I got the MX300 525GB for a little over 150 euros, because the BX model isn't available in my country, and probably won't be for months. I didn't even open it yet or try it out. My ADATA SP550 250GB serves me well enough, it's plenty of space combined with HDD's.
In the near future I'm probably going full SSD's in my system, simply because 7200rpm drives are sometimes louder than a case/power supply fan, it's a sacrifice for having over 160-200MB/s read on a 7200RPM HDD, but the noise is a deal breaker.
GG those when I have to install a 20-50GB worth of game data.

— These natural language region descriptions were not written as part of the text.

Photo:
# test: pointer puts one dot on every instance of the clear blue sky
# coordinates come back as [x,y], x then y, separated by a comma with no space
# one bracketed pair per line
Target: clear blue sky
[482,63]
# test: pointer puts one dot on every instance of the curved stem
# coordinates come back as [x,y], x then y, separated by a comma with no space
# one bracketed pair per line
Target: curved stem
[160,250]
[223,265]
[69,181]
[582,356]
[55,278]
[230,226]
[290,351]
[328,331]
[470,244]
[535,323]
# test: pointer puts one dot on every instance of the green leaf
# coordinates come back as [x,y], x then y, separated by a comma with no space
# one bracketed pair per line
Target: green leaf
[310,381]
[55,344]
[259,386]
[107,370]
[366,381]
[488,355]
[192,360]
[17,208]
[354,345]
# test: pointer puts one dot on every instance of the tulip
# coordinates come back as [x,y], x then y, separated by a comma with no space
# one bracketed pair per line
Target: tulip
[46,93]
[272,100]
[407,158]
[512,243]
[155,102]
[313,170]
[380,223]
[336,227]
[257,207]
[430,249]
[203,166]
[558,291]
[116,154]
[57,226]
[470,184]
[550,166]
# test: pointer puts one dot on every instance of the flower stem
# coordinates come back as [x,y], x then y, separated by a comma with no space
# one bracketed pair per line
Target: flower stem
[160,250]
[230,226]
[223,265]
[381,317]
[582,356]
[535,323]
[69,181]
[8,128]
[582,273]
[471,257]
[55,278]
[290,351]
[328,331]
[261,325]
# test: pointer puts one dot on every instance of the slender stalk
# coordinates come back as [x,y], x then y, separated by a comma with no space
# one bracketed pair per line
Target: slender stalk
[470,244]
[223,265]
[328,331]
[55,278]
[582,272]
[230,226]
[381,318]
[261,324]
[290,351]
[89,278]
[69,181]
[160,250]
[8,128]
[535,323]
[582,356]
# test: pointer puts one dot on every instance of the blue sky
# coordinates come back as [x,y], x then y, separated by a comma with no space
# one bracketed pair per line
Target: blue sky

I think the BX model has more overprovisioned space tho. That's why it's only 480GB usable. Dunno if Crucial has a software implementation to manage overprovisioning yourself, though I did see somewhere that simply leaving space unpartitioned would work the same way.
To overcome mechanical disk noise issue, network attached storage is IMO the way to go. Get a NAS, stick it in another room where noise isn't an issue and fill it with spinning disks, connect it with ethernet to your house's hub, job done.
Considering the maximum throughput of 1GbE is around ~125MB/s, which is pretty close to what spinning disks can max out at anyway anyway (and the bottleneck with these is generally random I/O, so rarely will you even hit that speed), even a single ethernet link should suffice (assuming you aren't using to RAID-0/RAID-5).
This Tom's article (from 2009, so old, but still relevant) explains that they found the same in real-world testing.
When we (finally) get 10GbE integrated in consumer products, a single link of that will allow over a GB/s of throughput, which means even a RAID setup of spinning disks will be catered for.
Here's an article from a guy who made the jump, it wound up costing him around ~$120. If you want/need to add a 10GbE switch to the equation however, that will cost upwards of $200.
If I were building a 10GbE home network, I'd probably go with a pure 10GBASE-T setup via the ASUS XG-U2008 switch (~$220 on Amazon with a $20 rebate) plus a pair of ASUS XG-C100C cards (~$115 each), you will probably be able to find them cheaper elsewhere or second-hand. The bonus of this is that if your house is already wired with Cat5e, you can reuse that and don't need to run new optical cables like you do with the SFP setups that the linked articles used.